Стендаль тоже в немалом долгу у Руссо. Без такого предшественника невозможны та сила чувств и откровенность страстных признаний, что присущи его персонажам. Но важно не только это: сам Жюльен Сорель, герой «Красного и черного», с головы до пят скроен по мерке Руссо, каким он предстает в «Исповеди». Жюльен на службе у маркиза де ла Моля – ни дать ни взять Руссо в доме графа Гувона[68]
. Одного уязвляет пренебрежение Матильды, другой старается привлечь внимание мадемуазель де Брей. Так же как Жюльен, Руссо опрокидывает барьер презрительного отчуждения благодаря знанию латыни: «Все смотрели на меня и переглядывались, не говоря ни слова. В жизни не видано было подобного изумления. Но мне особенно польстило удовлетворение, которое я ясно заметил на лице мадемуазель де Брей. Эта гордая особа удостоила меня еще одного взгляда, который по меньшей мере стоил первого. Потом, устремив глаза на своего дедушку, она, казалось, с некоторым нетерпением ждала должной похвалы мне, которую тот сейчас же воздал так искренне и с таким довольным видом, что весь стол хором присоединился к нему. Краткая, во всех отношениях восхитительная минута!» Не правда ли, эта сцена словно бы взята из «Красного и черного»?А разве сто лет спустя Андре Жид отважился бы на такую чувственную откровенность в своем «Если зерно не умрет», не имей он перед глазами книг Руссо – первых и притом прославленных образцов подобных признаний? У Жида побольше лицемерия, у Руссо – самолюбования, ведь Жид – представитель «буржуазной верхушки», а Жан-Жак – выходец из городских низов, но тяготение, почти религиозное почтение к искренности до появления Руссо не были естественной потребностью литераторов. Классикам благопристойность представлялась ценностью, стоящей выше жизненной правды, Мольер и Ларошфуко приукрашивали свою откровенность, Вольтер вовсе не откровенничал. Только после Руссо человек получил возможность гордиться тем, что говорит все как есть.

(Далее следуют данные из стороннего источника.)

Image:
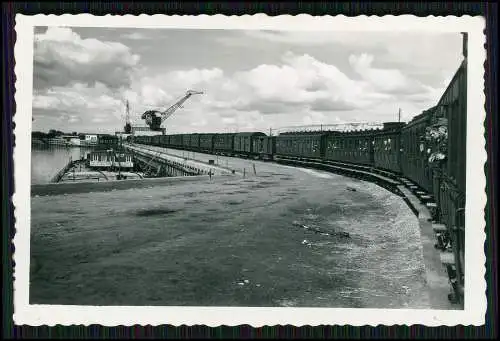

В библиотеке Невшателя хранится рукописный набросок Руссо, черновик начала «Исповеди». Там автор объясняет «необычность своего замысла» лучше, чем в несколько театральном вступлении к окончательному варианту книги, где не обошлось без трубы Страшного суда и призывов к верховному существу:
«Никто не может рассказать о человеке лучше, чем он сам. Его внутреннее состояние, его подлинная жизнь известны только ему. Но, описывая их, он их маскирует: под видом рассказа о жизни перед нами предстает самовосхваление, автор показывает себя таким, каким хотел бы быть, но отнюдь не таким, каков он есть. Наиболее искренние повествователи правдивы хотя бы в том, что говорят, но их умолчания лживы, а ведь то, что они скрывают, меняет смысл того, в чем они якобы признаются: высказывая только часть правды, они в конечном счете не говорят ничего. На мой взгляд, первейшим из таких мнимо откровенных авторов, которые хотят обмануть, говоря правду, является Монтень. Он показывает нам свои недостатки, но только привлекательные, а ведь нет ни одного человека, у которого не нашлось бы черт отталкивающих. Монтень изображает себя похоже, но только в профиль. А если у него шрам на щеке или выколот глаз с той стороны, которую он прячет, разве это не меняет всю физиономию?»
Этот оригинальный набросок ставит перед нами два вопроса: не был ли сам Руссо «мнимо откровенным», да и возможна ли абсолютная откровенность?
Признаю, что Руссо считал себя вполне искренним и честным. Он стремился быть правдивым, рискуя внушить брезгливость, признавался даже в своей ранней склонности к самоудовлетворению, в том, какое удовольствие он получал от оплеух мадемуазель Ламберсье и как робел перед женщинами, из-за приступов повышенной чувствительности превращаясь чуть ли не в импотента, рассказывал о своих шашнях с госпожой де Варанс, по сути граничивших с инцестом и, более того, с несколько странной формой эксгибиционизма. Но тут следует остеречься от чрезмерной доверчивости и отметить, что подобную искренность Руссо проявляет только в отношении своих сексуальных переживаний, а это лишь еще одно проявление все того же эксгибиционизма. Описывать то, что доставляло рассказчику столько запретных удовольствий, – значит выставлять их напоказ перед тысячами зрителей, тем самым умножая свои порочные услады. В отношении к такого рода темам откровенность – это не что иное, как способ наладить интимные отношения с читателем, сделать его своим сообщником, собратом по распутству. Выпячивая таким манером свой цинизм, автор грешит скорее избытком откровенности, чем ее недостатком.